I am planning to get a new PC, and I would like to know from you if this "configuration" may be powerful enough to fastly run games and analysis with Rybka 2.3.2a 64 bit engine on Shredder 10 Gui, with Vista 64-bit naturally.
CPU Intel Quad Q6600 (or Q9300 ??)
RAM 4Gb (2x2Gb)
MOTHERBOARd Asus P5K-E
Video Card ZOTAC (or XFX) GeForce 8800GT 512 Mb
HDD - 2x Western Digital 250Gb 16 Mb cache - Raid 0
Frankly speaking I felt astonished reading that is far better to put Tablebases ( I am thinking of the Nalimov ones....so many huge files ;-)... I have just those till 5-men...7.05Gb) on a USB Pendrive in order to reach fastest access times!! I was guessing that Raid HD system was faster than USB 2.0 connection. Very very interesting!!
So, in your opinion, I could get just a 500GB 16mb cache hard disk just for normal use and that's it....
As far as the CPu is concerned, since I would like to get a PC with good longevity....I would be inclined to consider Q9550 for my system, 45ns technolgy of this processor should perfectly fit and be exploited by Asus P5K-E motherboard, shouldn't it? DO you believe that 4Gb (2x2Gb) will be enough on a Vista 64 bit version under huge use? (I am mainly considering calculation involved with chess anlysis but also huge latest games.....)
As regards the cooling part of the "project", what about a case from Lian Li, maybe one from the Silent range? (Maybe the a12.....ATX midtower). Would it be enough to keep down temperature under moderate overclocking with respect to silence? I know they are some expensive but it seems they are just "the state of the art" about silent and "refrigerated" cases.

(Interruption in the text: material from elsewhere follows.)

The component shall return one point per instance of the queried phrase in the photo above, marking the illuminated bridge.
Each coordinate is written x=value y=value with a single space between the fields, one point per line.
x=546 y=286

Many issues, my kind friend....:-)
May I ask you one thing about Rybka2.3.2a?
In your opinion, which one is the strongest opening book for this engine? I downloaded Perfect13.ctg and imported inside Shredder 10 GUI but I have not seen such an improvement if compared to RybkaII.ctg. Am I mistaking something with configuration or whatever else?
Sorry for such a long post.
I am not sure I like the choice of case too much. Lian Li make wonderful stuff, but avoid anything that has low noise as a design feature rather than very good air circulation. I do like their V2000 series very much. I would also have a look at the Antec 900 for a very good value well ventilated case.
I think the Q9550 should be the way to go, though I would first check that the P5K-E will support the 8.5 multiplier. If you were restricted to 8.0x's you would need higher FSB speeds than might be comfortable. I have had very good experience with the X38 boards from Gigabyte, and they do support 8.5 Multipliers.
Books are something of a black art, and I am not the best person to ask. I found HS for Rybka to be a very solid performer. In general books composed to compliment the playing style of a specific engine will always be best, which probably explains why RybkaII is still a good performer despite it's age.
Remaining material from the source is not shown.